Calling `ybload` from AWS Lambda

This advanced tutorial explains how to create an AWS Lambda function that can load data into Yellowbrick every time a file is written into an S3 bucket. The Lambda function that you will create, uses the ybload command line tool to perform the data load. In a page AWS Lambda Data Loader, you can learn how to load data with AWS Lambda by using the LOAD TABLE command. The ybload tool supports more options than the LOAD TABLE command (e.g., the ability to perform upserts), and so is a useful approach when dealing with more complex load requirements.

Prerequisites

An AWS account with permissions to create and deploy resources to AWS using the AWS CLI.
Credentials to connect to a running Yellowbrick instance by using the command line tools.
The ybtools tarball that contains ybload. The easiest way to obtain this is by using "generic" package from the Yellowbrick Manager.
Git installed, to be able to clone the tutorial code.
OpenJDK installed, to be able to compile the tutorial code.
Maven, to be able to build the Lambda function package.

Overview

In this tutorial you will accomplish the following tasks:

Clone the tutorial sample code from GitHub.
Configure the deploy.sh script in the sample code with your AWS and Yellowbrick credentials.
Run deploy.sh to create and deploy the AWS Lambda function along with its dependencies.
Create a Yellowbrick table to be able to receive data from the Lambda function.
Load the data through a test CSV file into Yellowbrick by copying the file to an S3 bucket.
Observe the AWS CloudWatch logs to see the progress of the load.
Upsert data into the same Yellowbrick table.
Understand the strengths and limitations of this approach.

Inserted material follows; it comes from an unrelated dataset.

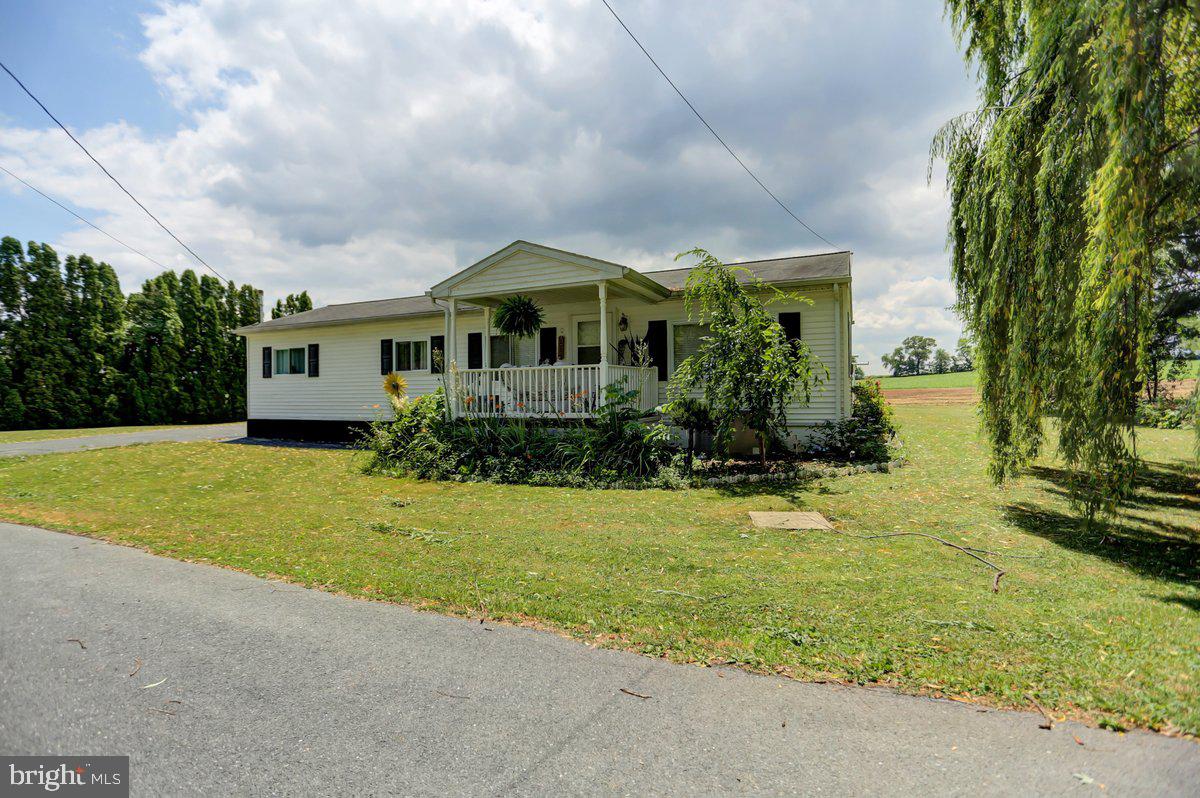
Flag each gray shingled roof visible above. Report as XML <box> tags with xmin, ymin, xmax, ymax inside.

Part 1: Clone the Sample Code Repository

Clone the sample code in GitHub using:

sql

git clone git@github.com:markcusack/yellowbrick-learn.git

Part 2: Configure `deploy.sh`

Go to the yellowbrick-learn/learn/lambda-ybload folder. In a text editor, open deploy.sh and provide values for the unset variables below, and change others wherever needed:

bash

YBTOOLS_TGZ_NAME="ybtools-7.1.2-66379.e33141f2.generic.noarch.tar.gz"
YBLOAD_TGZ_NAME="${YBTOOLS_TGZ_NAME/ybtools/ybload}"

# S3 buckets for Lambda zip and parquet/csv files dropped in
ZIP_BUCKET=
LANDING_BUCKET=

# Change to suit your AWS account
ACCESS_KEY_ID=
SECRET_ACCESS_KEY=
SESSION_TOKEN=
REGION=
AWS_ACCOUNT=

# Yellowbrick database settings and target table
YB_HOST=
YB_USER=
YB_PASSWORD=
YB_DATABASE=
YB_TABLE=
YBLOAD_EXTRA_ARGS="--disable-trust"

# No need to change these unless a conflict
YBLOAD_FUNCTION="YBLoadFunction"
ROLE_NAME="lambda-s3-execution-role"
LAMBDA_JAVA_HOME="/var/lang"
JAR_NAME="ybload-lambda-1.0-SNAPSHOT.jar"
ZIP_NAME="ybload-lambda.zip"

On the first line, you need to set or confirm the name of the ybtools tarball. This should match the name and location of the file you downloaded as a part of the prerequisites.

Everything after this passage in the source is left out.